Actually, here’s what happened, according to the LA Times: The state law was unclear, and said that Medicaid should be reimbursed for birth control pill packs “at cost.” Planned Parenthood negotiated with drug companies for really low prices on the pills, thus keeping costs down; but then billed Medicaid for what they paid for the pills as well as what it cost to store and dispense them. Suddenly Planned Parenthood’s billing seems a lot more reasonable, right? So reasonable, in fact, that Planned Parenthood of California wasn’t even asked to pay back the overcharge, and the state law was changed to…  let Planned Parenthood bill Medicaid in exactly the way they’d been doing all along.

And there’s an old story about a Planned Parenthood client who, years after the fact, wrote in to thank Planned Parenthood for the support she was given after she was raped by her boyfriend at 13. She doesn’t say she told them about the rape at the time; she doesn’t say that the staff failed to report it; and indeed, her words were posted as a testimonial on a Planned Parenthood-affiliated website (only to be taken down later, when some pro-life activists drew the conclusion that someone at Planned Parenthood must have knowingly let the rape go unreported). This is supposed to be a sinister, telling, part of the growing mountain of evidence.
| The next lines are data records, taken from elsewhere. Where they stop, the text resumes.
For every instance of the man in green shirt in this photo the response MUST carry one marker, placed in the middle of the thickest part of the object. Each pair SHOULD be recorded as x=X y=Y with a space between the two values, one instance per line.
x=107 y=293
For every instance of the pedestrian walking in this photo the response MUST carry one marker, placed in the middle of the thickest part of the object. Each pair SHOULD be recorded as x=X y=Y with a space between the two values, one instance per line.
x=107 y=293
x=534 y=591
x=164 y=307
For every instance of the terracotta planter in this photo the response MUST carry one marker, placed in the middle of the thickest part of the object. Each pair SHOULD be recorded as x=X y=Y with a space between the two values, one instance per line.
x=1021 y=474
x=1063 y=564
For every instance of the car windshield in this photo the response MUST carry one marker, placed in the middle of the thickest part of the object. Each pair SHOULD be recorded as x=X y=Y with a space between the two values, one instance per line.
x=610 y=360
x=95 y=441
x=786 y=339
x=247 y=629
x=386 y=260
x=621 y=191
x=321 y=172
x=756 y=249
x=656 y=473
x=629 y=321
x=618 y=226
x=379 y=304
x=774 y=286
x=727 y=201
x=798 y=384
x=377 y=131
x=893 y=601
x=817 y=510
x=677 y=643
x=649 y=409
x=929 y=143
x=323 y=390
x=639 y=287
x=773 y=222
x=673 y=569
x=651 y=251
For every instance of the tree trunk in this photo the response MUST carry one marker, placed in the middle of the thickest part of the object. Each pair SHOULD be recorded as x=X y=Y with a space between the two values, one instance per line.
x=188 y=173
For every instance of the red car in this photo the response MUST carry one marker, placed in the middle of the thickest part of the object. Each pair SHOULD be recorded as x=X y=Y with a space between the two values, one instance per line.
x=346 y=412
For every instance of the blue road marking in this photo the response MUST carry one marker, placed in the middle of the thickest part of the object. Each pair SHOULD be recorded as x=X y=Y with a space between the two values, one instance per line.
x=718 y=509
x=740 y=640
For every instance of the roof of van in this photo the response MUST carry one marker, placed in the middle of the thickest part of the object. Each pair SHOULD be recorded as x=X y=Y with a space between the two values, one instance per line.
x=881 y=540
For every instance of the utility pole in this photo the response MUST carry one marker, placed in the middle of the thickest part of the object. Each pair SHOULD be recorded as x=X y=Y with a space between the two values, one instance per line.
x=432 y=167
Finally, then there are some incidents that do seem like they might be instances of genuine wrongdoing, mainly having to do with Planned Parenthood staff notifying the appropriate people when a someone reports rape, statutory rape, and/or sex trafficking. For example, we all know about, and the report certainly mentions, the Planned Parenthood employee on Lila Rose’s video who didn’t follow her duty to report a (staged) report of statutory rape. She was fired. And so the report raises the question: How do we know that this isn’t a persistent pattern of corruption? To which it then suggests an answer: We had better spend money on an investigation.

But isn’t that a hasty conclusion? Because, honestly, I don’t know how anyone could read the report (along with the gargantuan appendix) and not come away thinking: Yeesh, it seems like Planned Parenthood is monitored pretty thoroughly already… and that this is what’s been turned up because this is what there is. Audit after audit, undertaken by the government (because Planned Parenthood receives Medicaid reimbursement); investigation after investigation, undertaken by Planned Parenthood’s sworn enemies… and what do we have? Some overbilling, not all of which clearly shows any kind of sneaky intent. Some unintentional errors in procedure that, unfortunately, do happen in all areas of medicine because medicine is done by people. And, yes, a small but non-zero number of instances of employees knowingly doing things they shouldn’t—which lots of people already knew about because those incidents have been thoroughly shouted about on the internet.   

The conspicuously unasked question is: Is there any positive reason to think there’s a bigger problem here that would be helped by more investigation? Hypothetically, if regular government audits, and close round-the-clock scrutiny from its own sworn enemies have not turned up more, and have failed to keep Planned Parenthood honest (and I’m not saying that’s the case), then why would a congressional investigation do so? Those are the dots that the report exactly fails to connect: why are we supposed to think there’s more, and why are we supposed to believe a congressional investigation will help any problem that exists? And, not to sound callous, but government investigations aren’t free… I seem to recall some politicians lately crowing about the need to cut spending.